Hej, hej, hej!
Przy okazji przechodzenia jednej, nieszczęsnej gry ukuł mi się w głowie nowy termin: „pato-novel” (z języka greckiego „pathos” – cierpienie). Byłoby więc trochę żal, aby nie pochylić się nad tym zagadnieniem bardziej i nie przyjrzeć się, co się zasadniczo mogłoby się za nim kryć. (Zwłaszcza jeśli planuję jeszcze się do tego pojęcia odwołać). Zrobiłam więc szybką podróż w czasie, po zawartości własnego bloga, i jeszcze raz przyjrzałam się ścieżkom, które z wielu względów uważam za kontrowersyjne, dziwne lub… cóż, po prostu szkodliwe. W czym od razu zaznaczę, że z czytelniczego punktu widzenia, nie przy wszystkich bawiłam się źle! Nope, wręcz przeciwnie. Zależy od tego, jak bardzo przymykamy oko i zezwalamy scenarzystom na pewne, nie zawsze etyczne, działanie w ramach licentia poetica. Nie zmienia to faktu, że rozumiem, dlaczego niektórzy odbiorcy mogą ich nie cierpieć, hejtować czy po prostu mogli poczuć się z ich powodu niekomfortowo. Zapraszam więc na kolejne Top 5! Tym razem poświęcone mrocznemu obliczu światka otome. Szykujcie się więc na tytuły, o których potem nie jest znowu tak łatwo zapomnieć…

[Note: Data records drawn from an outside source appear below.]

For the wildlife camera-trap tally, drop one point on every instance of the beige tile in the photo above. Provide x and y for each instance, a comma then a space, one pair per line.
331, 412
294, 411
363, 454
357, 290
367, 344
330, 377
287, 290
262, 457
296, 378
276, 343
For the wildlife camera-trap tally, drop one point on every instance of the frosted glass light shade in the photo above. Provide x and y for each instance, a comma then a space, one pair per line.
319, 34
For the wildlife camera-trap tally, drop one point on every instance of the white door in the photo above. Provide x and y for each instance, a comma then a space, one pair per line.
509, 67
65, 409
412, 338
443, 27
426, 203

(I jeszcze małe sprostowanie. Istnieje cała masa gier, które możemy zakwalifikować jako „gry dla dorosłych” z całą masą różnych, niekiedy dziwnych fantazji. Tutaj celowo chciałam jednak opisać tylko te gry, które maskują się jako otome albo zawierają więcej „dark” treści, niż normalnie moglibyśmy się po tym gatunku spodziewać. Dlatego poniższa lista to wybór czysto subiektywny. Jasne, istnieją dużo gorsze tytuły, ale po pierwsze: zależało mi jednak na visualkach, a po drugie: często ograniczają się tylko do bad endigów, a chciałam pokazać gierki, w których moralne ekstrimum jest częścią „pozytywnego” main plotu. No to jedziemy!

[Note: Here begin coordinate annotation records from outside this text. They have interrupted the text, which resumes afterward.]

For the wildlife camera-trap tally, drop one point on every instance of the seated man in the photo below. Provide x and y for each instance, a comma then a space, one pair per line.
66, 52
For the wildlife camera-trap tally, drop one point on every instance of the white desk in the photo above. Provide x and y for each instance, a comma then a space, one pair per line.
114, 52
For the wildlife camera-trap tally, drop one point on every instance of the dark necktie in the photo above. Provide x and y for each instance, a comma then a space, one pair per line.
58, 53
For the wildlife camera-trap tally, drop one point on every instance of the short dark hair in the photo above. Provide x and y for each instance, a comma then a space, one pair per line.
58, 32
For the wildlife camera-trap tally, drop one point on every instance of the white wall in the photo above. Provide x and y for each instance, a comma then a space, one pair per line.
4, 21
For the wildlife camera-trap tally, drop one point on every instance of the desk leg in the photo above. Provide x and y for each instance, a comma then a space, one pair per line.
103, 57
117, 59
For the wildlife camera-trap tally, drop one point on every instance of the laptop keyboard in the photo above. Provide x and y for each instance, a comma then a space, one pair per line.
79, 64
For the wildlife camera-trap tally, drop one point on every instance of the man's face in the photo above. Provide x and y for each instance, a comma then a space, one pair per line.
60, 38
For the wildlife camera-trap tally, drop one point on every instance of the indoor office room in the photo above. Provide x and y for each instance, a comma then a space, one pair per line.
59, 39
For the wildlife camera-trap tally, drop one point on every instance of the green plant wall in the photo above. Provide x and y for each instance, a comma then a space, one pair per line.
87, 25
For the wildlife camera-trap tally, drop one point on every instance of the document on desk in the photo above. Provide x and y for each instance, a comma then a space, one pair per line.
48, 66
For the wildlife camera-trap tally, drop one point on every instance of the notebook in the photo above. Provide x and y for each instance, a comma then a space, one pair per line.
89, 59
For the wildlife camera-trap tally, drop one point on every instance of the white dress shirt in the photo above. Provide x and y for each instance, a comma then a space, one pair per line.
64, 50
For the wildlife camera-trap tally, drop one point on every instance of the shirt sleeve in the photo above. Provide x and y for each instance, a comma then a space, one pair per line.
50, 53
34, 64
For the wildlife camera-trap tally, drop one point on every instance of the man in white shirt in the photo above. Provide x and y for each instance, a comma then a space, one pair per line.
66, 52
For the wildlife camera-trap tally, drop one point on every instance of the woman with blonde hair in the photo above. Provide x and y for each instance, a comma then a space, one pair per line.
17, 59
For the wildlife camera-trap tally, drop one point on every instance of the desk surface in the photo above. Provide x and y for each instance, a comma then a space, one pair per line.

1) Ścieżka Yanga z gry Piofiore: Fated Memories
Wiecie, czasami okazujemy twórcom i danych tytułom sporo wyrozumiałości, bo – jakby nie było – yandere to jeden z bardziej chodnych archetypów. I nie zrozummy się źle: też go lubię. Jest coś ekscytującego w ścieżkach, po których nie bardzo wiemy czego się spodziewać. Tymczasem Yang bynajmniej nie zalicza się do oślepionych przez miłość wariatów. Nope, on po prostu był okrutny, i bezwzględny, i obojętny, i socjopatyczny… od początku do końca! To dlaczego nasza MC skończyła u jego boku? Bo nie miała wyjścia. Mogła albo zostać jego kobietą, albo paść kolejną, anonimową ofiarą chińskiej mafii, jako jedna z sex niewolnic. Zresztą handel żywym towarem, prostytucja i uzależnienie od narkotyków to główne motywy tej opowieści. To dlatego jest tak mroczna, smutna i przytłaczająca. Niby – poza ratowaniem siebie – MC próbuje, gdzieś tam w tle, pomóc swojej przyjaciółce, która przez używki i gwałty ma już absolutną mielonkę zamiast mózgu, ale przez większość czasu ma tak naprawdę związane ręce. Bo w końcu jak niby jakaś pozbawiona rodziny, wsparcia i środków uprowadzona dziewuszka miałaby się sprzeciwić swojemu oprawcy? A gdzieś tam przy okazji – uwaga, uwaga! – toczy się romans. Poważnie, może Yang nigdy nie będzie w stanie kogoś pokochać (jest 100% potworem, więc można spokojnie założyć, że nie potrafi), ale i tak postanawia, że nie pozwoli MC od siebie odejść, póki mu się nie znudzi. A wtedy, jeśli niczym mu nie podpadnie, to nawet da jej święty spokój w nagrodę za dobre zachowanie = co jest największym gestem dobrej woli i czułości z jego strony. Strasznie to było chore i mrożące krew w żyłach. Nawet biorąc poprawkę na realia historyczne, ale… cóż, podobała mi się ta ścieżka! Głównie za to, że dano nam możliwość obserwowania powolnego upadku i akceptowania obłędu z perspektywy MC. Mając tak beznadziejne karty od losu, grała nimi najlepiej, jak potrafiła i nie pozwoliła się wykopać od stołu, nawet gdy zrobiło się już bardzo niebezpiecznie.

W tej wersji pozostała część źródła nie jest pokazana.